There are some topics that would be considered “off-limits” for comedy and one of them may be terrorism and terrorists. Chris Morris has never been one to shy away from this type of topic though and if it is a current affairs story which needs a light shining upon it, Morris is the man to do it effectively.
Morris has a great ability to balance the comedy and stark realism perfectly. The comedy is farcical and arguably a little too far on the funny side. The film focuses on four inept would-be terrorists who seem to hit every type of extreme character you could think of. Nigel Lindsay is the over-compensating White terrorist, Adeel Akhtar is a bumbling, clumsy terrorist (who gets one of the funniest moments of the movie), while Kayvan Novak plays the impressionable, simple-minded terrorist who is being dragged into the life without any real knowledge of why.
This is the bulk of where the comedy comes from. Some of it broad, be it a slapstick incident with a bomb and a pigeon or a farcical moment with a rocket launcher at a terrorist training camp.
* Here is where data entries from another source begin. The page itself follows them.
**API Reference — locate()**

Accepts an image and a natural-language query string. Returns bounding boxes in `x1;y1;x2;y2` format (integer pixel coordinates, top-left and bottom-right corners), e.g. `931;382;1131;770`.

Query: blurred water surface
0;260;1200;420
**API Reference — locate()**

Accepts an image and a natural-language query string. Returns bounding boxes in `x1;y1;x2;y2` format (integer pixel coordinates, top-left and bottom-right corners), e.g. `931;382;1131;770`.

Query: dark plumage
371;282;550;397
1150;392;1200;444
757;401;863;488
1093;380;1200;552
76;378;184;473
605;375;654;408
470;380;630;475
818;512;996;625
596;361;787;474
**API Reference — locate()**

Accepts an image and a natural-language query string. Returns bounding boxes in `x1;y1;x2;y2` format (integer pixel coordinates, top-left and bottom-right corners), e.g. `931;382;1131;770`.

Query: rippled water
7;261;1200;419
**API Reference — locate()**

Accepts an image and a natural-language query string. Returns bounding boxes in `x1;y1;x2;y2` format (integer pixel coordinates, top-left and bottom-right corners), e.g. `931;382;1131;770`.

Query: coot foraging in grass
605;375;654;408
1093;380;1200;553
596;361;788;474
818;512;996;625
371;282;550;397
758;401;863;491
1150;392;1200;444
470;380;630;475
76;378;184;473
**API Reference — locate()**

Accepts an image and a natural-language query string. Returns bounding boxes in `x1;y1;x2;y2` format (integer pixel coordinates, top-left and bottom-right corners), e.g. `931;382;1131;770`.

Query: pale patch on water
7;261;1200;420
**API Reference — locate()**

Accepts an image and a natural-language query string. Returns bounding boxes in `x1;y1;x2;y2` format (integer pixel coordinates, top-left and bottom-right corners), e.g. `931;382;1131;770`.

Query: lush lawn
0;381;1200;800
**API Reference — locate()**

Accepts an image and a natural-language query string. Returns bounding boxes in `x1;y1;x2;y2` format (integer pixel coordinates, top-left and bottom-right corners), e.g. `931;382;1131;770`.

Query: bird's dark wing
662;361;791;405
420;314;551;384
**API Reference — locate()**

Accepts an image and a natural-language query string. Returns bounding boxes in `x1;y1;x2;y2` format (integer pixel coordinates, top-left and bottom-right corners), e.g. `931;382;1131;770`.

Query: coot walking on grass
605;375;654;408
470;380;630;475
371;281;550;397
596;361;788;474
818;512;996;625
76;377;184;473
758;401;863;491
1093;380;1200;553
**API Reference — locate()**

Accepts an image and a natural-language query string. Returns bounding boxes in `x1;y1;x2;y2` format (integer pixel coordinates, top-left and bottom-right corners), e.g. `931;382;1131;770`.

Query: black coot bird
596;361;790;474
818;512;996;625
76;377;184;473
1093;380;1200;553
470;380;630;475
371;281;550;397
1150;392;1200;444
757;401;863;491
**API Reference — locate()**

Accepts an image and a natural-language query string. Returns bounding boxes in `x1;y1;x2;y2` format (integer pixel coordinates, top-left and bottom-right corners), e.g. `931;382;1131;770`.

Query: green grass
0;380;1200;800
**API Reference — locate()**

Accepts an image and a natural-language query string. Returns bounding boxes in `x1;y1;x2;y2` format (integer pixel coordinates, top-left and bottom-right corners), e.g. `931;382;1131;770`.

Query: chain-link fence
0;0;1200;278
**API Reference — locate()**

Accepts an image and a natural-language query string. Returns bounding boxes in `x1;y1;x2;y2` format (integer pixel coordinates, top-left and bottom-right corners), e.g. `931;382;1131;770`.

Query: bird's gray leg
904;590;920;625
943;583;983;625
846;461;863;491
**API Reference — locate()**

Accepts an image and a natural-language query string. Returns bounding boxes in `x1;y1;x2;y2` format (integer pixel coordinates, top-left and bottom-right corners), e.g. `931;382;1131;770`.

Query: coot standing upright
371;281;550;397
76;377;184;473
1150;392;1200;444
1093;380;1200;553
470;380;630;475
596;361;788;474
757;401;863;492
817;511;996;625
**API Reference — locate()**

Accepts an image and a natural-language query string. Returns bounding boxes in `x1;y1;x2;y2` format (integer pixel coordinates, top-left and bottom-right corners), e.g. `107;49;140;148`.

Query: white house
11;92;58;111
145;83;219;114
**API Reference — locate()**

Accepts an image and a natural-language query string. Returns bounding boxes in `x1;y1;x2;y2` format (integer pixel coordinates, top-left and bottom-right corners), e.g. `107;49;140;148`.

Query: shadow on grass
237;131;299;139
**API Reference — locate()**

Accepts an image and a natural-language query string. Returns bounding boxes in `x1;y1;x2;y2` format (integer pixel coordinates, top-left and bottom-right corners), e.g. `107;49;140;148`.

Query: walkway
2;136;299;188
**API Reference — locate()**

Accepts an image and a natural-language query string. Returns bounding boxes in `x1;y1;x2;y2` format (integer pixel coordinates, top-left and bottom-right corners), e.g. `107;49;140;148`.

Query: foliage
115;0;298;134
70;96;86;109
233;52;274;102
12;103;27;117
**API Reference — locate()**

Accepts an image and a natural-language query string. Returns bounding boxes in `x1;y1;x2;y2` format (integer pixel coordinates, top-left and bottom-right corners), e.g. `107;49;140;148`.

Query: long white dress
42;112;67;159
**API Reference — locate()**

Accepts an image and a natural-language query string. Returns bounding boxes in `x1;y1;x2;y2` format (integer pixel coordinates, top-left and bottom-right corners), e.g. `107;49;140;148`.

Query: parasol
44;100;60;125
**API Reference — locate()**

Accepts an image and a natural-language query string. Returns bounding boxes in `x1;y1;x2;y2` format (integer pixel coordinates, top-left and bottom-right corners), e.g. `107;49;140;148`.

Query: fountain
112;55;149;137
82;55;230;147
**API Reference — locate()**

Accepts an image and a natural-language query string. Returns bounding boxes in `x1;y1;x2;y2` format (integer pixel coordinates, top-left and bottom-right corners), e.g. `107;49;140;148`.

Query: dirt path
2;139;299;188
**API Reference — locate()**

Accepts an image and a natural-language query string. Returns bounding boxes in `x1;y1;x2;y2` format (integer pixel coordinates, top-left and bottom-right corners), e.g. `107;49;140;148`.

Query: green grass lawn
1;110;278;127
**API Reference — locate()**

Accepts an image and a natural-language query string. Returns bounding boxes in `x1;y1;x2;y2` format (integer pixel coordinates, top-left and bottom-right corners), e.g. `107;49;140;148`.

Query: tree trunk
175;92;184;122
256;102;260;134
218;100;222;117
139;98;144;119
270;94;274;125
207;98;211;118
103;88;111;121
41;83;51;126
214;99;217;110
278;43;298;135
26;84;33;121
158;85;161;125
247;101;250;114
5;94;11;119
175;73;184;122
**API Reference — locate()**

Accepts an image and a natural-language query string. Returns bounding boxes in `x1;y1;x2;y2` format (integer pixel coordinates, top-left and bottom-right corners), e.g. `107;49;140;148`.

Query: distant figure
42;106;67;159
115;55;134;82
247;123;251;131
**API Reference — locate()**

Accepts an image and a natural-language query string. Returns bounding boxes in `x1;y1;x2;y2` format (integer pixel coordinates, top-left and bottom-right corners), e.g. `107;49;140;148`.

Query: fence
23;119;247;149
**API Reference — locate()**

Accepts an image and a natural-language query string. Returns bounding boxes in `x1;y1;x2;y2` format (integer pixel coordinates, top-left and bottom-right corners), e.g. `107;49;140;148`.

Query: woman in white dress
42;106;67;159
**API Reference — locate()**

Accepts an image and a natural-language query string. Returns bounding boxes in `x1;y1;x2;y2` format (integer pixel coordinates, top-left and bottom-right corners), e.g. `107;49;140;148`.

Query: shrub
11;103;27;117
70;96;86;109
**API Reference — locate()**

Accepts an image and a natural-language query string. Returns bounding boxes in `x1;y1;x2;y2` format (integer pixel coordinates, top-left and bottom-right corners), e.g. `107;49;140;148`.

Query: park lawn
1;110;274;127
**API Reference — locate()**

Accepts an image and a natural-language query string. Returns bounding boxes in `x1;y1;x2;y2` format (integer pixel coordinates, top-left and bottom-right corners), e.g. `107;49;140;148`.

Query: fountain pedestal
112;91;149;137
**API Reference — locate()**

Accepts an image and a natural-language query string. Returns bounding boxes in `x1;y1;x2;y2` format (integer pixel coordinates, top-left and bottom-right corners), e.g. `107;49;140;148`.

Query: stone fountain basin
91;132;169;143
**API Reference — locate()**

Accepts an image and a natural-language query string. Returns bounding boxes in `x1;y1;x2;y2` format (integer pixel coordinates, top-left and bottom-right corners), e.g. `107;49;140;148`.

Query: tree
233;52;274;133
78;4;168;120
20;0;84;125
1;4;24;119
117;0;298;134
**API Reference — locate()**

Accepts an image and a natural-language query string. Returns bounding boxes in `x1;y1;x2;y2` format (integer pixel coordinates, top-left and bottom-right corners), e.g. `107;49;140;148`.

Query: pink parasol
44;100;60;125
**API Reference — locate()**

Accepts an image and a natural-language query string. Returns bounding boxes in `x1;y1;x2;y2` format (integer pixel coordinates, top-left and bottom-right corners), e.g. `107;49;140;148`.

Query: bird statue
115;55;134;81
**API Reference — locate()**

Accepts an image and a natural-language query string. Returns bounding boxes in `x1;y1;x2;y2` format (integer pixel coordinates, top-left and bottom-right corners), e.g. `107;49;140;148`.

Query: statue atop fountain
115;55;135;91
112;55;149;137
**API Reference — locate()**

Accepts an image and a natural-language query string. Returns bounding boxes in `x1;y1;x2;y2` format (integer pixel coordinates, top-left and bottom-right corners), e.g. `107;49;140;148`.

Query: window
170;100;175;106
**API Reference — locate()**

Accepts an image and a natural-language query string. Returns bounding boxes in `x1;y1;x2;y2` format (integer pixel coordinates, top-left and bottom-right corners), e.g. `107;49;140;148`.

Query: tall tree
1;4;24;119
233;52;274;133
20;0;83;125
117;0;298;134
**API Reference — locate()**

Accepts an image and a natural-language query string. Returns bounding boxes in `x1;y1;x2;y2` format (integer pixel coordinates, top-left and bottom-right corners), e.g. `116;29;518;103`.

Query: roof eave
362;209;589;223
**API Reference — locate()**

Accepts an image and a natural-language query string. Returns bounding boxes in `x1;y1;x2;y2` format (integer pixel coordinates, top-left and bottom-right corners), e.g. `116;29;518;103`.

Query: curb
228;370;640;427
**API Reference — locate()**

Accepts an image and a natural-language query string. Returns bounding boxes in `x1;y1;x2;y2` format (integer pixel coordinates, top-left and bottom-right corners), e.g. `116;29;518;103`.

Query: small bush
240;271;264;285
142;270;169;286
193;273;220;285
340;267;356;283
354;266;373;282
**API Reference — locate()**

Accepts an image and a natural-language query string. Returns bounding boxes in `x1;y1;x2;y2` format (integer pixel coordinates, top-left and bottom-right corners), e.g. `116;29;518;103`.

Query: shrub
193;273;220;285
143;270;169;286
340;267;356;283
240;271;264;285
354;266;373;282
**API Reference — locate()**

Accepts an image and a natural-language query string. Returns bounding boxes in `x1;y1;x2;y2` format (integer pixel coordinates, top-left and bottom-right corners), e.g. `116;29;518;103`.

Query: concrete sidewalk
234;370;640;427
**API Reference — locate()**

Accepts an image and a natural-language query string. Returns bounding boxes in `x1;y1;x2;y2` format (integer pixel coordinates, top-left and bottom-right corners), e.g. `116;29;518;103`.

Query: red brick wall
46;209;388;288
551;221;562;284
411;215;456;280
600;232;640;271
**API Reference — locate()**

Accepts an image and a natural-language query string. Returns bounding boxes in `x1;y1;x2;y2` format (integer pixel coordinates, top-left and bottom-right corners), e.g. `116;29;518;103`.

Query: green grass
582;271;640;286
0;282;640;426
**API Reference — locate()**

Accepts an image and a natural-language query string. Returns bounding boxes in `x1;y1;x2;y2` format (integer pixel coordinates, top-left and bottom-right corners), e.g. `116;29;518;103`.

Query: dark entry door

Some of it is more subtle and highlights the clever writing, like Novak’s character constantly checking that there will fried chicken in heaven or his unique way to fool CCTV cameras.
All the comedy is quickly snapped into place by the stark realism that these men are trying to plan an act which could kill hundreds of people and that is personified well in Riz Ahmed’s leader of the group. Ahmed plays the more level-headed, seemingly clever and switched-on Omar who is determined to carry out this act. Moments of comedy are quickly under-cut, especially when we see the “normal” life of Omar and you realise how authentic parts of this film could be.
All of this builds to a very real but also very sympathetic conclusion and the finale works well because Morris doesn’t paint these characters as villains but more as misguided. There is always comedy but also there is sympathy with what these men believe they should be doing. You are never too far away from the scary message this movie is delivering either too.
Overall, Four Lions manages to be both very funny but also very worrying as it highlights the stark reality of extremist living “normal, everyday life.” The comedy is written well, although sometimes is played too broad and silly. The performances make the film successful though, offering sympathy with people doing terrible things for misguided reasons.